Interview questions

Have you done MySQL read-write separation? How to realize the separation of reading and writing in MySQL? What is the principle of MySQL master-slave replication? How to solve the delay problem of MySQL master-slave synchronization?

Interviewer psychoanalysis

At this stage of high concurrency, reading and writing must be separated. What do you mean? Because in fact, most Internet companies, some websites, or apps, actually read more and write less. So in response to this situation, it is to write a master library, but the master library hangs multiple slave libraries, and then reads from multiple slave libraries, can't it support higher read concurrency pressure?

Analysis of Interview Questions

How to realize the separation of reading and writing in MySQL?

In fact, it is very simple. It is based on the master-slave replication architecture. Simply put, we build a master library and hang multiple slave libraries. Then we just write the master library, and then the master library will automatically synchronize the data to the slave libraries.

What is the principle of MySQL master-slave replication?

The main library writes the changes into the binlog log, and then after connecting from the library to the main library, the slave library has an IO thread that copies the binlog log of the main library to its local and writes it to a relay relay log. Then there is a SQL thread from the library that reads the binlog from the relay log, and then executes the content in the binlog log, that is, executes the SQL again locally, so that you can ensure that the data in the main library is the same.

Insert picture description here

There is a very important point here, that is, the process of synchronizing data from the main library from the library is serialized, which means that parallel operations on the main library will be executed serially on the slave library. So this is a very important point. Due to the characteristics of the slave database copying logs from the master database and executing SQL serially, in a high concurrency scenario, the data of the slave database will be slower than the master database, and there is a delay . Therefore, it often appears that the data just written to the main library may not be readable, and it may take tens of milliseconds or even hundreds of milliseconds to read it.

And there is another problem here, that is, if the main library suddenly goes down, and then the data has not been synchronized to the slave library, then some data may not be available on the slave library, and some data may be lost.

So MySQL actually has two mechanisms in this area, one is semi-synchronous replication , used to solve the problem of data loss in the main database; the other is parallel replication , used to solve the problem of master-slave synchronization delay.

This so-called semi-synchronous replication , also known as semi-syncreplication, refers to the main library after writing binlog log, they will be forced after this time will be immediately synchronized to the data from the library, from the library to log write their own local relay log, then will Return an ack to the main library, and the main library will consider the write operation to be completed after receiving at least one ack from the slave library .

The so-called parallel replication refers to starting multiple threads from the library, reading the logs of different libraries in the relay log in parallel , and then replaying the logs of different libraries in parallel , which is library-level parallelism.

MySQL master-slave synchronization delay problem (essence)

In the past, the online bugs caused by the master-slave synchronization delay problem were indeed handled online, which belonged to small production accidents.

Is this the scene? A classmate wrote code logic like this. Insert a piece of data first, find it out, and then update this piece of data. In the peak period of the production environment, the write concurrency reached 2000/s. At this time, the master-slave replication delay was probably less than tens of milliseconds. Online will find that there is always some data every day. We expect to update some important data status, but it is not updated during peak periods. Users give feedback to customer service, and customer service will give us feedback.

We pass the MySQL command:

show slave status

Check Seconds_Behind_Master, you can see that the data copied from the main library is a few ms behind.

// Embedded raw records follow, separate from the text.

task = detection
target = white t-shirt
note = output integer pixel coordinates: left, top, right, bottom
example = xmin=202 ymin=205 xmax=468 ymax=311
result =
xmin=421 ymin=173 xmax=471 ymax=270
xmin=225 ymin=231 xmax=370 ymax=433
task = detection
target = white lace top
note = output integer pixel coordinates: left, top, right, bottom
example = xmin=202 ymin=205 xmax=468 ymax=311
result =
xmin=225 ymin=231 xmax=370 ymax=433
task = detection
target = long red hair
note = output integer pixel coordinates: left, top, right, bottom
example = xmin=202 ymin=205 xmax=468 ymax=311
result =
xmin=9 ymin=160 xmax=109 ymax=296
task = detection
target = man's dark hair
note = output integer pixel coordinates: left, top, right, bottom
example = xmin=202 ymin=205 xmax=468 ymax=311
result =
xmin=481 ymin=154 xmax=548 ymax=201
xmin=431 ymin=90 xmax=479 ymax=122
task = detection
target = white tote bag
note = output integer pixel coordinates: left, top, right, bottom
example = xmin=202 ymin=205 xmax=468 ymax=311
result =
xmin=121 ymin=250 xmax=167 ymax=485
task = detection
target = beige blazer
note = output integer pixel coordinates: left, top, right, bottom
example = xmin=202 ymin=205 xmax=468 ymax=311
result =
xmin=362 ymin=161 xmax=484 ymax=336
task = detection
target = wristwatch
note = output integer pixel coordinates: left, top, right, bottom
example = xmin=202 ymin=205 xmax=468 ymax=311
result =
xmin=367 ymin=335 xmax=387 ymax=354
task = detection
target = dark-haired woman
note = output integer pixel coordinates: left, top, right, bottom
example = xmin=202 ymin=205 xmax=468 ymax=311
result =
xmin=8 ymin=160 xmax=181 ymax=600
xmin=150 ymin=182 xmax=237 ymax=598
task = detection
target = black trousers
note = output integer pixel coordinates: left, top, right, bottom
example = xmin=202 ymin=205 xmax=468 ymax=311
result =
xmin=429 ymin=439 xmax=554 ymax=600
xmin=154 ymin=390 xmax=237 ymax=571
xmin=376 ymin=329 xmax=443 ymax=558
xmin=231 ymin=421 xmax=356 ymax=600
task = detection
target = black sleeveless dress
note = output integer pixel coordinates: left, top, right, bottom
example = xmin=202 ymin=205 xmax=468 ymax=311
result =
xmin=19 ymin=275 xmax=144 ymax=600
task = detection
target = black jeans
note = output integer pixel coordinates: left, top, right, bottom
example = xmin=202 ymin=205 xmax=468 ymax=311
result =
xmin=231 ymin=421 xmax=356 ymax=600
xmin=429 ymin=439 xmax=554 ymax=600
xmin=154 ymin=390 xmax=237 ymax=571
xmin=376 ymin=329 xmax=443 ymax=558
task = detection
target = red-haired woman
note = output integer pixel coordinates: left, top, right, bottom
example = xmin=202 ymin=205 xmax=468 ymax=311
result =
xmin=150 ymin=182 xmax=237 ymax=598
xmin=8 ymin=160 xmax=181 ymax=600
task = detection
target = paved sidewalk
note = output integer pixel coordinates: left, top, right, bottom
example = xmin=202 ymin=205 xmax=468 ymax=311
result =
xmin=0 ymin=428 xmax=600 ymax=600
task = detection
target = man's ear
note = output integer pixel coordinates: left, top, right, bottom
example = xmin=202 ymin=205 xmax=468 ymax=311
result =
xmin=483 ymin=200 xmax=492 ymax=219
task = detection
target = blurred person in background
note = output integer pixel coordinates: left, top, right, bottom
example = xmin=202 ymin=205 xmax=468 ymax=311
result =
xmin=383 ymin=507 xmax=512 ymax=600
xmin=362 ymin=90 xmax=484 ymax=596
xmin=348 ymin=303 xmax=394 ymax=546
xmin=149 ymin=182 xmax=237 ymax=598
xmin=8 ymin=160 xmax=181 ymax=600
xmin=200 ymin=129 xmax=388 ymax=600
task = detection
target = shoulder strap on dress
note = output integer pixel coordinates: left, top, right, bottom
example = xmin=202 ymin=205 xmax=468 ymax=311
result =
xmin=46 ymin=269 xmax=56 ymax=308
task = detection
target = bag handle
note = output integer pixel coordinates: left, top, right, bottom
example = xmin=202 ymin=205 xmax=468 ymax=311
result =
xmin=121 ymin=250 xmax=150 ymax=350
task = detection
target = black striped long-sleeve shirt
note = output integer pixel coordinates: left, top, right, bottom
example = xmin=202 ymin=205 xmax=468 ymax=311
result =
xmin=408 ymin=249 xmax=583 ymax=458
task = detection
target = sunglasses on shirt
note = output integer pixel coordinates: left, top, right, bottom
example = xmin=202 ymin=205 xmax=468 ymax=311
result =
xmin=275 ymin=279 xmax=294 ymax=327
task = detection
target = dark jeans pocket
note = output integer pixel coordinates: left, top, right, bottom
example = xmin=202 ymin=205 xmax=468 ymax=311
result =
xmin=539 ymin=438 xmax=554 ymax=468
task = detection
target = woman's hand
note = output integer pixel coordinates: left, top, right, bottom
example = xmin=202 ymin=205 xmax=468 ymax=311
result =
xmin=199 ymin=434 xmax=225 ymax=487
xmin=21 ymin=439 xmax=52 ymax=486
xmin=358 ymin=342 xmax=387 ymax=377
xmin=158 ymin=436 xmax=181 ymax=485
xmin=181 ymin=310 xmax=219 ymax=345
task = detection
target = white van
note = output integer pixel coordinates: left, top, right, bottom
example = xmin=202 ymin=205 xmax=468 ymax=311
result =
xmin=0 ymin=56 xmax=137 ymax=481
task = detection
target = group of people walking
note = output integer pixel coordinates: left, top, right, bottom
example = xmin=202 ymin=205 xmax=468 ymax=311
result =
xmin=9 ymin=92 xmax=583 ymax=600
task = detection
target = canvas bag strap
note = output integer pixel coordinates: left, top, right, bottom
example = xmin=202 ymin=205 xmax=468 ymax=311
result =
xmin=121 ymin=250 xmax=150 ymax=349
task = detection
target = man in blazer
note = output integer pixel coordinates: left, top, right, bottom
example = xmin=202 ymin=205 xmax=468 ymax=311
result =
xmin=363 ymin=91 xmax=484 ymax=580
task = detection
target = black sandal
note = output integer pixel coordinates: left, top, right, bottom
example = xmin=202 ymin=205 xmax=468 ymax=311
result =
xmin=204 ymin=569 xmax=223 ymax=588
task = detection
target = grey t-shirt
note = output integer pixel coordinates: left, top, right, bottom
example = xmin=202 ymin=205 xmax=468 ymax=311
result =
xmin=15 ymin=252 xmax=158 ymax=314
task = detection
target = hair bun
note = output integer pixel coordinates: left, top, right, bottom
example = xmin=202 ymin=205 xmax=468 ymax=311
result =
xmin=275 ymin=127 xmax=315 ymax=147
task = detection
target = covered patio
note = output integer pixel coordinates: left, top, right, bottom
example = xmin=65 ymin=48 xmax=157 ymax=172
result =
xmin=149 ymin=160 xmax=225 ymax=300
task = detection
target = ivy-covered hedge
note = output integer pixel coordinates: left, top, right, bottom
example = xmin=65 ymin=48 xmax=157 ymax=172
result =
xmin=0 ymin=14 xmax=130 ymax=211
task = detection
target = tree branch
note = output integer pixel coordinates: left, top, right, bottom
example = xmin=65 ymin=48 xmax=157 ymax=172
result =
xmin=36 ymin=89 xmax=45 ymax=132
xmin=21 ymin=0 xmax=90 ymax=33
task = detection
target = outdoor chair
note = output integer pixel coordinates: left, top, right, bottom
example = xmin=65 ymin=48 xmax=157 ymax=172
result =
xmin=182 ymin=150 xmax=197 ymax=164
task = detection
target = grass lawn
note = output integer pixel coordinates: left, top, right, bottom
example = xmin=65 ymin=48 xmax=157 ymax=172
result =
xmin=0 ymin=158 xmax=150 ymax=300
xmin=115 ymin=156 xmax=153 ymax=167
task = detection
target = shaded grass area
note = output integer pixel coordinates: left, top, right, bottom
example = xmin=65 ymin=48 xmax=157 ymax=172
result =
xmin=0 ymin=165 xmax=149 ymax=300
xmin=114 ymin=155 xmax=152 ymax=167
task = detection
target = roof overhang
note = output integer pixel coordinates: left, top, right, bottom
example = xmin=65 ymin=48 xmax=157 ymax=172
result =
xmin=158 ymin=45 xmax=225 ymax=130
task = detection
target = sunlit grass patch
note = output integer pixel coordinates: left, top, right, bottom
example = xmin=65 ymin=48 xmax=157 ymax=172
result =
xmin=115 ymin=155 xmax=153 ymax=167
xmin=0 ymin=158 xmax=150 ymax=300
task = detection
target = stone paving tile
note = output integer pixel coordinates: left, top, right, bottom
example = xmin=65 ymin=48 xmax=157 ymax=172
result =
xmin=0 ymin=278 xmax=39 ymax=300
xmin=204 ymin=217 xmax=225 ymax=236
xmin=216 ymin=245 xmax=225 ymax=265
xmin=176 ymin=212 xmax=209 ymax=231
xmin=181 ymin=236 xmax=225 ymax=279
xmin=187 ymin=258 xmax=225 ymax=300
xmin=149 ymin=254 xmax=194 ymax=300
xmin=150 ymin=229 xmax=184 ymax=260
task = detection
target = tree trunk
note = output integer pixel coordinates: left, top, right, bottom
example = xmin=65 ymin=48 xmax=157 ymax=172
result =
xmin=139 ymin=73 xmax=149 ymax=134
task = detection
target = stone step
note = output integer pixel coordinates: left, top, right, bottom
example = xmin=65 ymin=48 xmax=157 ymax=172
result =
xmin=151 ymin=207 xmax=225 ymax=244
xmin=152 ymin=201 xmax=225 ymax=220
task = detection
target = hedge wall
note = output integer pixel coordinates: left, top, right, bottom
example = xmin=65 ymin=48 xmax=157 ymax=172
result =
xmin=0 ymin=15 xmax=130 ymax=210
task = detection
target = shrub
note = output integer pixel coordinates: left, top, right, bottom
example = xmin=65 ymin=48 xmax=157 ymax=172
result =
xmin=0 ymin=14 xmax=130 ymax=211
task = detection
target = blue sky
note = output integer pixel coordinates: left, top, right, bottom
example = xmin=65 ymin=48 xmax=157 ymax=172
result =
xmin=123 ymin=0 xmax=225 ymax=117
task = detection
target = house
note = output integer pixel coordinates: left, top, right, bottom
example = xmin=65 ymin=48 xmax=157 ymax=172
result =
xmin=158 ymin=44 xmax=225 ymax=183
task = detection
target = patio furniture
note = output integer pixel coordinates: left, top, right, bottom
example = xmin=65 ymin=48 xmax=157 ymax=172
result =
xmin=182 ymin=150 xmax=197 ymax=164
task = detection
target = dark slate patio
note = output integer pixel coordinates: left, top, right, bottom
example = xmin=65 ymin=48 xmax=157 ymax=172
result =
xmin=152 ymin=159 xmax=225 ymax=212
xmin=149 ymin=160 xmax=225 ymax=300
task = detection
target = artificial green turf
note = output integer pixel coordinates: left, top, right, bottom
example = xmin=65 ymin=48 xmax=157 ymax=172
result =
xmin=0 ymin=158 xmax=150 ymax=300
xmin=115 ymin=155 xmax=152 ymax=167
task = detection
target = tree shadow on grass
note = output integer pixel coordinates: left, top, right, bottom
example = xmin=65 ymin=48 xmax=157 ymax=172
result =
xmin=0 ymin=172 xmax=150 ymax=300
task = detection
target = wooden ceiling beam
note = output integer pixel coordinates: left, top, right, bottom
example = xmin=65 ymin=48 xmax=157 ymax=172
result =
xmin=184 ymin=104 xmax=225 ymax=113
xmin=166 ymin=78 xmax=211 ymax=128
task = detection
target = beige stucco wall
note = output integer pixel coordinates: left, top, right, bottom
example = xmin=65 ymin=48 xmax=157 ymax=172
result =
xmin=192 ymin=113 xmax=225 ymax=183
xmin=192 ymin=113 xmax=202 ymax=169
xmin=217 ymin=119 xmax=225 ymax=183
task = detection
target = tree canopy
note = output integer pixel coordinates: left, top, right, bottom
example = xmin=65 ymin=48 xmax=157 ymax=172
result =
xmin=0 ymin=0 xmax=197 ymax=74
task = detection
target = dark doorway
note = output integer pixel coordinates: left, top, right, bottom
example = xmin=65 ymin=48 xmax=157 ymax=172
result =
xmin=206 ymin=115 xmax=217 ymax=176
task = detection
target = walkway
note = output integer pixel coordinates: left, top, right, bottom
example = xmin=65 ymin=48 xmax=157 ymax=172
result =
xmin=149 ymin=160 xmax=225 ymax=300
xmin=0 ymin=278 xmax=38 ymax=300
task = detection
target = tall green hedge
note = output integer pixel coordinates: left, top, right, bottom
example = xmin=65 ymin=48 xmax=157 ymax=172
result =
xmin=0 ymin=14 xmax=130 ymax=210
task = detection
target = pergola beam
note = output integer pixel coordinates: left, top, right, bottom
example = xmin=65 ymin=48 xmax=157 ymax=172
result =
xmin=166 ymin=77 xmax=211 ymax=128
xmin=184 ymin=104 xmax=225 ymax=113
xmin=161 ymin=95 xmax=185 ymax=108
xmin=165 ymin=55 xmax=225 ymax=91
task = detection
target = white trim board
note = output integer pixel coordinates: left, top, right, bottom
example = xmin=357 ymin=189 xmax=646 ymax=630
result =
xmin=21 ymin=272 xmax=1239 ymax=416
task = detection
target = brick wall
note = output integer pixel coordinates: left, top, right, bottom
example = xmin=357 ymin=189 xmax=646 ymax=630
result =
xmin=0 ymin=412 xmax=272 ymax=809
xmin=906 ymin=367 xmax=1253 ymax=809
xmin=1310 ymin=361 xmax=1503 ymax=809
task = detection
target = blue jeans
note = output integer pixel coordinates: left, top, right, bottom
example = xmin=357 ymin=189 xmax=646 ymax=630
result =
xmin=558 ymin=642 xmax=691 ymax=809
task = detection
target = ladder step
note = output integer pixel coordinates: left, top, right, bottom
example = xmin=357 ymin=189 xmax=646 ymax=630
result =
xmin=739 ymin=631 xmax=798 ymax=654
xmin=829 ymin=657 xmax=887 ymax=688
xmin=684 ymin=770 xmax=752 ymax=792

Generally speaking, if the master-slave delay is more serious, there are the following solutions:

Sub-library, split a main library into multiple main libraries, the write concurrency of each main library is reduced several times, and the master-slave delay can be ignored at this time.
Open the parallel replication supported by MySQL, and replicate multiple libraries in parallel. If the write concurrency of a certain library is extremely high, and the write concurrency of a single library reaches 2000/s, parallel replication is still meaningless.
Students who rewrite and write code should be cautious. You may not be able to find it immediately when inserting data.
If it does exist, it must be inserted first, and the query will be found immediately upon request, and then some operations will be performed in reverse immediately to set the direct connection to the main database for this query . This method is not recommended . If you do this, the meaning of separation of reading and writing will be lost.